The cosmos has long captivated humanity with its vastness and mystery. One of the most profound questions that both astronomers and curious minds have asked is: “How big is the universe?”
Despite significant advances in technology and astrophysics, it remains difficult to give a definitive answer to this question.
The observable universe (the part we can see from Earth) has been estimated to be about 93 billion light years in diameter. This astonishing figure is based on the distance that light, traveling at 300,000 kilometers per second, could travel in the 13.8 billion years since the Big Bang.
However, this does not take into account the continuous expansion of the universe over time, which complicates the measurement.

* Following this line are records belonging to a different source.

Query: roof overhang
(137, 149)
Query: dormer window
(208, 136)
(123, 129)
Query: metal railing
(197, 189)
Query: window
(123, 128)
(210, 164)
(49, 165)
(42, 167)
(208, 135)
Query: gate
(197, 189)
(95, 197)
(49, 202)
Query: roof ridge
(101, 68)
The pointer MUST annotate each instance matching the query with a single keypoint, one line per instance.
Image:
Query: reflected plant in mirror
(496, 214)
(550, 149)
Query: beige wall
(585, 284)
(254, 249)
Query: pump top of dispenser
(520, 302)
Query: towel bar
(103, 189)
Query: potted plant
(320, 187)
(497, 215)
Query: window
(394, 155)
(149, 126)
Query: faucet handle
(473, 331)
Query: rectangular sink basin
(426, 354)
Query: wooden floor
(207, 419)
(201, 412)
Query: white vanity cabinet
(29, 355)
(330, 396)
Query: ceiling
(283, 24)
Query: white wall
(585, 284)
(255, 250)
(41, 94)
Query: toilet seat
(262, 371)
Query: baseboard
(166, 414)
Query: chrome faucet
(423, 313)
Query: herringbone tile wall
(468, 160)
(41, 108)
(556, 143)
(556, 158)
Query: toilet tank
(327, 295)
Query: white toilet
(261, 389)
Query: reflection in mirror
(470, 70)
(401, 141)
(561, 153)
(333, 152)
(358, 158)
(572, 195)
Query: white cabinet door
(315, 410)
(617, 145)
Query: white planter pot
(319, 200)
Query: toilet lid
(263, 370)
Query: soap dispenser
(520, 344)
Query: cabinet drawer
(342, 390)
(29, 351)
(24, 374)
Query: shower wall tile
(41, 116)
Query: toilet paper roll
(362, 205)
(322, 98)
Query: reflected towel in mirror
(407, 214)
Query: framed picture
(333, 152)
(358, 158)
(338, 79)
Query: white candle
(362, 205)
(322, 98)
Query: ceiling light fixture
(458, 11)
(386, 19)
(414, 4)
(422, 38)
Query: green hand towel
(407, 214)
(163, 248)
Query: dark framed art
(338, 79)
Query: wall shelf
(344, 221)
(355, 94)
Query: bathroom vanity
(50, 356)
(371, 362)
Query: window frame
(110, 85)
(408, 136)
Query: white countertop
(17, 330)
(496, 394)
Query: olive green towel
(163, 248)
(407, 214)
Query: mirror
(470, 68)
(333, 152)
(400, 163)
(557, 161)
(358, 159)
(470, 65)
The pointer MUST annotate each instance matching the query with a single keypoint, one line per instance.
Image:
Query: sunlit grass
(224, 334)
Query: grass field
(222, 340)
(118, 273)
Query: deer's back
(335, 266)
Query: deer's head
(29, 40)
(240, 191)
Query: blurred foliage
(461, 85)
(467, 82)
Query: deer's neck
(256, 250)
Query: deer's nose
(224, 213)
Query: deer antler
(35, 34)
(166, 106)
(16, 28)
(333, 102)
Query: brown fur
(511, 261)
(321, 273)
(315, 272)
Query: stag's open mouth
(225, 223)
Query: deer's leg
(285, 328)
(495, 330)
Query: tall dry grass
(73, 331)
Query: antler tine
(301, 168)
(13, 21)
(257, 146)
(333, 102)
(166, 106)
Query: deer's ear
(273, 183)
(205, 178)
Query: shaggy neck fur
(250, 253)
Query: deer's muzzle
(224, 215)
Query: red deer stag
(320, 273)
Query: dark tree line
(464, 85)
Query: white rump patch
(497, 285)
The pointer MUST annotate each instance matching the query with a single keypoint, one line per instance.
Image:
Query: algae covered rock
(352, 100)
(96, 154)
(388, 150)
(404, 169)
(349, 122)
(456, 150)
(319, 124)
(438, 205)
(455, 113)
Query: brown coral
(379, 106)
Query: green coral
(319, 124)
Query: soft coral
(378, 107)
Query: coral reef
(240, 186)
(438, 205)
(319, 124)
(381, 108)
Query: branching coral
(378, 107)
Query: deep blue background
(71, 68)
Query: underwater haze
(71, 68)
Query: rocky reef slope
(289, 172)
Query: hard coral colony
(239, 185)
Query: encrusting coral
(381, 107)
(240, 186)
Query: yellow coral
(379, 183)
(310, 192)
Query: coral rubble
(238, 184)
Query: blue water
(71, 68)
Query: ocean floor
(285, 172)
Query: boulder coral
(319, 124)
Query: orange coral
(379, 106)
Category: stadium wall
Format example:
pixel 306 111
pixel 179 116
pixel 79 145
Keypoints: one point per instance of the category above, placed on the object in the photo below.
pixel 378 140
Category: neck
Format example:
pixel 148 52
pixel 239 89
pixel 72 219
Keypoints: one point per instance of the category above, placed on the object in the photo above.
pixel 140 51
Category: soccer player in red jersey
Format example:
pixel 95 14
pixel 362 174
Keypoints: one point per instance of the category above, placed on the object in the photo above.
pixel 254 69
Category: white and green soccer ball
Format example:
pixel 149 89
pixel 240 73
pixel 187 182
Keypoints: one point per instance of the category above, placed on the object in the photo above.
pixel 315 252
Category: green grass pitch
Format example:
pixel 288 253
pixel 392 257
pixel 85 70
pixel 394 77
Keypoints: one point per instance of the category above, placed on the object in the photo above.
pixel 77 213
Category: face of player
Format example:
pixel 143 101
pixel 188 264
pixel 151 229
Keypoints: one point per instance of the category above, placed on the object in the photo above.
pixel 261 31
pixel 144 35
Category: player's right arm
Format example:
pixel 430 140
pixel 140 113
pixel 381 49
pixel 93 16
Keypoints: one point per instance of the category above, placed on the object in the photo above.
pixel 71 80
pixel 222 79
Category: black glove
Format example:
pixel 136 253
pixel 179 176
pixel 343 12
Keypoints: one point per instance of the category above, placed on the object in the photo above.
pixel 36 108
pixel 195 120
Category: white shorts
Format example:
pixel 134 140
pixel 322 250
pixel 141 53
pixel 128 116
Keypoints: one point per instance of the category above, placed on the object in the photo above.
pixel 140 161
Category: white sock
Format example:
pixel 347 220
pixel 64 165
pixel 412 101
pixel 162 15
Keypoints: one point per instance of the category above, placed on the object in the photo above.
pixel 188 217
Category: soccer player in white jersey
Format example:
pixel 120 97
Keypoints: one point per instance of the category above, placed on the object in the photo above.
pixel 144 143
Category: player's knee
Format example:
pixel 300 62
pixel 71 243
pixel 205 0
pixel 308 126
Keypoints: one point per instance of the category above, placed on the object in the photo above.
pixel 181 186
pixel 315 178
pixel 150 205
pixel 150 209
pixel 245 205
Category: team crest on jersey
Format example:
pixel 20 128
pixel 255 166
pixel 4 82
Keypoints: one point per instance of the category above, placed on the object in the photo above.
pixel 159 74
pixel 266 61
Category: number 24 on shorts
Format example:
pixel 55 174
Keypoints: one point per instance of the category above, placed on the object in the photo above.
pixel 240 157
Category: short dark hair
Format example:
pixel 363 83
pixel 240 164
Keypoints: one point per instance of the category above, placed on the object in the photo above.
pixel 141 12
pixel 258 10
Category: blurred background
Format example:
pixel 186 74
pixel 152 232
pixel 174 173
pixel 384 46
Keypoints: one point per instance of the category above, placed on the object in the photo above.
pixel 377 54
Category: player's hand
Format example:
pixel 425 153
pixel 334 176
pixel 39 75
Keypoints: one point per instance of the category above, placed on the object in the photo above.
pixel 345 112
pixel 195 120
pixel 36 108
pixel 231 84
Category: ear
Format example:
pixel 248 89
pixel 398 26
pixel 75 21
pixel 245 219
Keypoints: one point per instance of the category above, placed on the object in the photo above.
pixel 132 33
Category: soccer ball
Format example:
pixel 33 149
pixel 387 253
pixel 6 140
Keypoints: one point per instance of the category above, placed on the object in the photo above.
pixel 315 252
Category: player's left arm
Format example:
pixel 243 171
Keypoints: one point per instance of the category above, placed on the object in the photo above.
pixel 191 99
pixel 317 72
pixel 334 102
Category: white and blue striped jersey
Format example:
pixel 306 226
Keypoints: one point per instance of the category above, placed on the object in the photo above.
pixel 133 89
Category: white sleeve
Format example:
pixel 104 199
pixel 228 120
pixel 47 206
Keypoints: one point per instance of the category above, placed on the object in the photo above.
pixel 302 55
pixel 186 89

Astronomers use several methods to measure cosmic distances. They use baryon acoustic oscillations to study the waves of the early universe within the cosmic microwave background.
In addition, standard candles, such as type 1A supernovae, serve as reference points for measuring large distances. The Hubble Space Telescope has observed Cepheid variables, which are used as stepping stones to determine the scale of the universe through its relationship to supernovae.
Despite these techniques, the true size of the universe remains uncertain. It may be infinite, and parts of it are too distant for the light emitted from the Big Bang to have reached Earth or our instruments, putting them outside the observable universe.
The European Space Agency’s Planck space mission has provided detailed maps of the oldest light in the universe, but even this only scratches the surface of its entire extent.
Inflation theory suggests that the visible universe is only a fraction of the total, potentially infinite cosmos. The shape of the universe also influences its size, with possibilities ranging from a closed sphere to an infinite, flat expanse.
Scientists led by Mihran Vardanyan from the University of Oxford attempted to statistically analyze all measurement results to estimate the size of the universe.
Their findings suggest that the universe is at least 250 times larger than the observable universe, or at least 7 billion light years in diameter.
The challenge of understanding the scale of the universe is not only scientific but also philosophical. The distances between celestial bodies are so enormous that they defy the scales of human understanding.
As we continue to explore and map the cosmos, the vastness of the universe serves as a humbling reminder of our place within it. While we may be getting closer to more precise measurements, the true size of the universe could remain one of the great mysteries of science.